Sometimes I forget that I've come a long way as a photographer. I expect that everyone who owns a camera can shoot good photos. A colleague at work today asked me what resolution he should set his camera on.  He was referring to the size of the .jpgs. I told him it all depends what you are doing with the .jpgs. If you intend on having a picture blown up to say a 11" x 14," then you'll want the highest quality you can get. If, however, you just like showing your images off on your computer or posting them on FaceBook and you have no intention of printing them, then make them as small as possible. You'll get lots of pictures on your memory card and there is no need to take up so much space on your hard drive.
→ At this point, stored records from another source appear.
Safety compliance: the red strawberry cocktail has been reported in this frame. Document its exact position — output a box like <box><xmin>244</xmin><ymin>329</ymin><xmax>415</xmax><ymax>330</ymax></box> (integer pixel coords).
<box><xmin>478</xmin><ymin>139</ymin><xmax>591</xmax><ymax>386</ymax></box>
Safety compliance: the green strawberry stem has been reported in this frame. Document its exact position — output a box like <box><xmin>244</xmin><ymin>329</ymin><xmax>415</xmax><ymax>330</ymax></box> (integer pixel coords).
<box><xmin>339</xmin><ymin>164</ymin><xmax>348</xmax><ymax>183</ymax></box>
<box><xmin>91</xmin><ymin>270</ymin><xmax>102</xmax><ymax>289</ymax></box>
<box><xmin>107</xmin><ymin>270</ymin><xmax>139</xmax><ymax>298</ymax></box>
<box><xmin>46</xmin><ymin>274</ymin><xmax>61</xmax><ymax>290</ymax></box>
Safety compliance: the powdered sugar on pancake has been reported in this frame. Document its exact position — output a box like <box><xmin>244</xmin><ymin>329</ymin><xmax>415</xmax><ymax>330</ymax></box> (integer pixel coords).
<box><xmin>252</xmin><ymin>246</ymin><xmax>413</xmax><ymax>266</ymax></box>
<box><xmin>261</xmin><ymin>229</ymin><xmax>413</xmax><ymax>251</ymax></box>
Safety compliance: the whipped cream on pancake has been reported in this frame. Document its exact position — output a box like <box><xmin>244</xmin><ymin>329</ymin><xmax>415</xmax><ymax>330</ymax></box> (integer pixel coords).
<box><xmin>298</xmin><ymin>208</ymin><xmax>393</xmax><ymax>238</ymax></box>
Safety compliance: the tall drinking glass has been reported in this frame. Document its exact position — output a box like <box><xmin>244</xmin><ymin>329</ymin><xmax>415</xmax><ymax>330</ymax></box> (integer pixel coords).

If you understand this basic concept, a lot of the time you can choose the larger size when attempting a portrait of your grandchild, but then change the setting to a medium or small ,jpg when getting generic photos of the kids playing in the pool.

First and foremost, read your camera's manual. It is an invaluable source of information. It doesn't hurt to have it stored in the case with you to look up things when you feel like getting a bit creative. My first digital camera had "modes" to select for different lighting challenges. There was a "night portrait" I discovered one evening when my husband and I were shooting photos on a dock at sunset. Using that selection  allowed me to take gorgeous photos of us where you got us in the foreground but didn't loose the background.  Essentially I know how to do that with my SLR today but it takes a little figuring and shooting and adjusting sometimes. Knowing you have a "night portrait" selection can make the difference between getting what you want in the long run.
Happy Memorial Day!  We're headed upstate tomorrow to see some beautiful settings.  Stay posted for some new photos.  Happy shooting!

Wednesday, May 19, 2010

Dance photos

In an effort to make money as a photographer, I proposed to colleague Sandy Viola that we shoot portraits and group shots of the dancers at Taps N Toes where my niece's dance. It sounded like it would be an enormous task but probably quite lucrative. I got us the "go ahead" from the owner and took the day off from the full-time job in order to clean lenses, format memory cards,  charge batteries and pack the car up. I was excited to see how Sandy set up her lights and worked with the children. While the experience turned out to be a lot more chaotic than I'd anticipated and much less lucrative given that the dancers had to constantly change costumes and had little to no time for posing for a camera,  I still did gain insight into being a better photographer from working with Sandy. She gets down with the kids and convinces them to act silly and have fun with posing. She likes knowing what to expect from her light. She reminded me not to cut off the feet (a disaster considering we were shooting ballerinas). My task was to try and get the group shots which wasn't easy since many of the kids had to prepare for another dance number or two and many of them wanted to watch their friends perform, so they disappeared into the auditorium. In the long run I got SOME of the groups, not all and Sandy did a wonderful job capturing about 20 lovely dancers - a small percentage of the girls that were there. Perhaps some more will realize the lost opportunity and make their way to her studio. It was a learning experience for me. Should we do it again? Only if we can figure out how to control the situation better (or if our reputation gets out and they are actually looking forwrd to the experience).  As for me, I playd with my niece's images today:
I can still have fun with my photography even if I can't get rich on it!

Happy shooting, friends!

Tuesday, May 11, 2010

Finding places close to home

I've always said I'm lucky to be living in the Hudson Valley - we have so many photographic opportunities here. Lots of historic sites, a beautiful river and lots of cool mountains. And FOUR very different seasons that all bring with them new photographic opportunities.  Why, within 10 minutes of my house I can find a castle.....


Magnificent mountains.....

The Poughkeepsie cityscape...
Or just flowers at my own house.  The important thing is to keep shooting, trying different angles and settings and learning from what you've shot.  Happy shooting!